Summary
explaining district court judgment reversing trial court should be supported by a majority opinion for trial court's guidance on remand
Summary of this case from Shakespeare Foun., Inc. v. JacksonOpinion
No. 31809.
December 19, 1962.
Appeal from the Criminal Court of Record for Dade County, George E. Schulz, J.
Richard W. Ervin, Atty. Gen., David U. Tumin and Leonard R. Mellon, Assts. Atty. Gen., for petitioner.
Manners Amoon and John Charter Reed, Miami, for respondent.
We are requested to review a decision of the District Court of Appeal, Third District, on the ground that it conflicts with prior decisions of this Court and another Court of Appeal on the same point of law.
Once again we are confronted by a judgment of a District Court reversing a trial court but lacking a majority opinion to support the judgment.
The decision submitted for review is Leveson v. State, Fla.App., 138 So.2d 361. Leveson was convicted of operating a gambling room and related offenses. The trial judge allowed into evidence, over objections, certain articles obtained as the result of a search of an apartment pursuant to a search warrant. The District Court held that the affidavit supporting the search warrant was fatally defective and hence the evidence was inadmissible. In order to reach this point, however, the District Court was called upon to pass on the question of Leveson's standing to raise the objections to the alleged unreasonable search.
This problem produced three separate opinions. Judge Hendry held that the rule of Jones v. United States, 362 U.S. 257, 80 S.Ct. 725, 4 L.Ed.2d 697, is now controlling in Florida. This led him to conclude that any person legally on the premises searched can question the validity of the search. Judge Carroll was of the view that it was unnecessary to apply the rule of Jones because in his opinion Leveson occupied the premises as a lessee and, therefore, had a sufficient interest to question the search under the long-established Florida rule. This view, however, led Judge Carroll to concur in the judgment of reversal, although he was impelled to do so for reasons different from those announced by Judge Hendry. Judge Pearson dissented from the judgment completely and would have affirmed the conviction.
The resultant situation is obvious. The judgment of conviction has been reversed but there is no majority opinion on the vital element of the standing of the accused to raise the question of the validity of the search. One judge holds that he has standing under Jones v. United States, supra, because he was legally on the premises. Another judge does not reach the Jones rule but simply holds that the accused has standing under the Florida Rule because he considers him to be a lessee. On remand the trial judge could not with assurance follow either opinion.

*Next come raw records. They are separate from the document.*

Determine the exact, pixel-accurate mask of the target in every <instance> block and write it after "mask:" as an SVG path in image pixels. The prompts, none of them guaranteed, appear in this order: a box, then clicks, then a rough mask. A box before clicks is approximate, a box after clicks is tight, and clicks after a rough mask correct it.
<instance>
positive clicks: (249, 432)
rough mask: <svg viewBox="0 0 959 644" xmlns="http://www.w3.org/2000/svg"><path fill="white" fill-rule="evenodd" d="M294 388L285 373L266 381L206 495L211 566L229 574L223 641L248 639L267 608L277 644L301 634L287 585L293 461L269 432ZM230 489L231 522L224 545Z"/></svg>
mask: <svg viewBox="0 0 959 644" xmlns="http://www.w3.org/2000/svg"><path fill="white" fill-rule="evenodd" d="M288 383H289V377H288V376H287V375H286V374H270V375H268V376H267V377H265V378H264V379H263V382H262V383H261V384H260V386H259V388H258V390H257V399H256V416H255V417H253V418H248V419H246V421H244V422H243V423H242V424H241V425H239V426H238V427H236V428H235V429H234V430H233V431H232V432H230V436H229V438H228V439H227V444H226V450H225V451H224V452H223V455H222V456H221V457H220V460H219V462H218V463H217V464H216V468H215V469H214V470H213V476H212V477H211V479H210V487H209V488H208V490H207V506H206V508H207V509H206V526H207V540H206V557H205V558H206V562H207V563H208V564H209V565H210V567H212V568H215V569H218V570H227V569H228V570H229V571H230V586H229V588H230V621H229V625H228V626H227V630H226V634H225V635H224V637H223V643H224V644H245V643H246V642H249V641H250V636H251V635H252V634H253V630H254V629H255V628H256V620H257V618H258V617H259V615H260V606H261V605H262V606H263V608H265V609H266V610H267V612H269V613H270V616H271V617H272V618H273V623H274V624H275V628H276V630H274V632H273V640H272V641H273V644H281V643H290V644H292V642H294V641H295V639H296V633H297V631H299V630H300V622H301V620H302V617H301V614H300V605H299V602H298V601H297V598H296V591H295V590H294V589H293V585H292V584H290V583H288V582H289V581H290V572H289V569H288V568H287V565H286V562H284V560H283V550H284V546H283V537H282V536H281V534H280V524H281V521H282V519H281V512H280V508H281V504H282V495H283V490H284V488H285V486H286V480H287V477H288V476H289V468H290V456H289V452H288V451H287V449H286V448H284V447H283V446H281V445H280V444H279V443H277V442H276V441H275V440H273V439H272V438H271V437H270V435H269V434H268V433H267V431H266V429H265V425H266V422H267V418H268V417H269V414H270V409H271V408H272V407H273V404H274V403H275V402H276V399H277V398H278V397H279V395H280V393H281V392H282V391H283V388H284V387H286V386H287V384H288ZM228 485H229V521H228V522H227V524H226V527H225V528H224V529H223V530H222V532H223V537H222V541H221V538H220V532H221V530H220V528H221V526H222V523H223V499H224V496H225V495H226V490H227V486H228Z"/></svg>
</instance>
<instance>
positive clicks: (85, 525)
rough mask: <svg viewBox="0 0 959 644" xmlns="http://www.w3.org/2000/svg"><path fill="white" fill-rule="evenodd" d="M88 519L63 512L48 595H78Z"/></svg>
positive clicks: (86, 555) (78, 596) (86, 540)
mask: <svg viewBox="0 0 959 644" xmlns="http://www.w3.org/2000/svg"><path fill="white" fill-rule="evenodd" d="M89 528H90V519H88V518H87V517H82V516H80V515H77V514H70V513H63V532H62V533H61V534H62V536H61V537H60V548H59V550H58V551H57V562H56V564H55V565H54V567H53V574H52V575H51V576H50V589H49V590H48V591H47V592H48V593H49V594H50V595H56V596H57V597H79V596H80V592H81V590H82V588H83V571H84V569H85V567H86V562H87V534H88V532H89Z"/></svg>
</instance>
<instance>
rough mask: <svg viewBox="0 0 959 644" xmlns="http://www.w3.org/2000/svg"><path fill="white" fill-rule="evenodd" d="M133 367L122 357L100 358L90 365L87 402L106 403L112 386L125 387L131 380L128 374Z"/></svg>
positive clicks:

In the future other trial courts would be lacking in any conclusive precedent to guide them.
We have previously indicated the view that a decision of an appellate court reversing a trial court should be supported by a majority opinion for the guidance of the trial court upon remand. The rule, of course, does not apply where a trial court is affirmed because the necessity for guidance upon remand is not there present. Rosenthal v. Scott, Fla., 131 So.2d 480; Solomon v. Sanitarians' Registration Board et al., Fla., 147 So.2d 132, 1962.
As a consequence of the situation presented by the instant record we cannot reach the merits of the problem presented to us. There is no majority opinion which we can examine to determine presence or absence of jurisdiction here. As we did in the cases last cited, we will restore this case to the jurisdiction of the District Court of Appeal to enable the judges of that court to take such action as they deem appropriate in order to clarify the situation which has been presented to us. Rosenthal v. Scott, supra; Solomon v. Sanitarians' Registration Board, supra. See also, Scott v. Rosenthal, Fla.App., 132 So.2d 347.
Request is respectfully made to the District Court of Appeal, Third District, that it prepare and adopt a majority opinion setting forth the theory and reasoning upon which the majority bases its judgment of reversal in the subject case. In doing so that Court may thereby clarify the majority view and eliminate the apparent ambiguities produced by the separate views of the majority judges. Jurisdiction of the cause is temporarily relinquished to the District Court of Appeal, Third District, for that purpose. When this has been accomplished, the cause shall be returned to this Court which will then proceed to determine whether sufficient conflict of decision exists so as to require further review here.
It is so ordered.
ROBERTS, C.J., and TERRELL, O'CONNELL and CALDWELL, JJ., concur.